Search code examples
javacsvsortingexport-to-csv

I need to take a CSV file and split it into separate files based on Column Header [JAVA]


I am fairly new to Java and am struggling to read > sort > export a csv. I have a csv with [X, Y, Z, Scalar 1, Scalar 2, Scalar 3, Scalar 4] as headers that need to be separated into 4 csv's. The actual file is thousands of lines long so short example:

[X,Y,Z, Sc1, Sc2, Sc3, Sc4]
[1,0,0,   5,   7,   9,  10]
[0,1,1,   6,   8,   4,   0]
[0,0,1,   3,   3,   8,   2]

I need split the source csv into 4 separate csv's with one scalar value and the x,y,z data.

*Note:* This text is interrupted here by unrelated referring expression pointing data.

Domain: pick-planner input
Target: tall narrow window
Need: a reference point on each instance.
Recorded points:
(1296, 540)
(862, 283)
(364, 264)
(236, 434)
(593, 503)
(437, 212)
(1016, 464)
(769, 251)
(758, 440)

File 1       | File 2       | File 3       | File 4
----------------------------------------------------------
[Sc1, X,Y,Z] | [Sc2, X,Y,Z] | [Sc3, X,Y,Z] | [Sc4,  X,Y,Z]
[5,   1,0,0] | [7,   1,0,0] | [9,   1,0,0] | [10,   1,0,0]
[6,   0,1,1] | [8,   0,1,1] | [4,   0,1,1] | [ 0,   0,1,1]
[3,   0,0,1] | [3,   0,0,1] | [8,   0,0,1] | [ 2,   0,0,1]

I am currently reading the data in with BufferedReader, but I am not sure how to organize the data once its read or if this is even a good approach.

 ArrayList<String> readFileFast (String expDir,String filename) {
        String path = expDir + filename;
        ArrayList<String> fileContents = new ArrayList<>();
        try {
            BufferedReader br = new BufferedReader(new FileReader(path));
            String line;
            while ((line = br.readLine()) != null) {
                fileContents.add(line);
            }
        } catch (Exception e) {
            SuperStackPrint(e);
        }
        return fileContents;
      }

println(readFileFast(expDir, "/DELETEME.csv"));

Any insight on how to do this properly would be appreciated.


Solution

  • You will benefit from using a library which specializes in reading and writing CSV files. There are a few to choose from, but here I will use OpenCSV.

    If you don't end up using this library, it may at least give you some ideas for your own approach.

    Also, when using libraries, I recommend using a tool such as Maven or Gradle to help manage this, as these tools take care of "dependencies of dependencies" for you - for example, where the OpenCSV library itself needs access to other libraries which it uses.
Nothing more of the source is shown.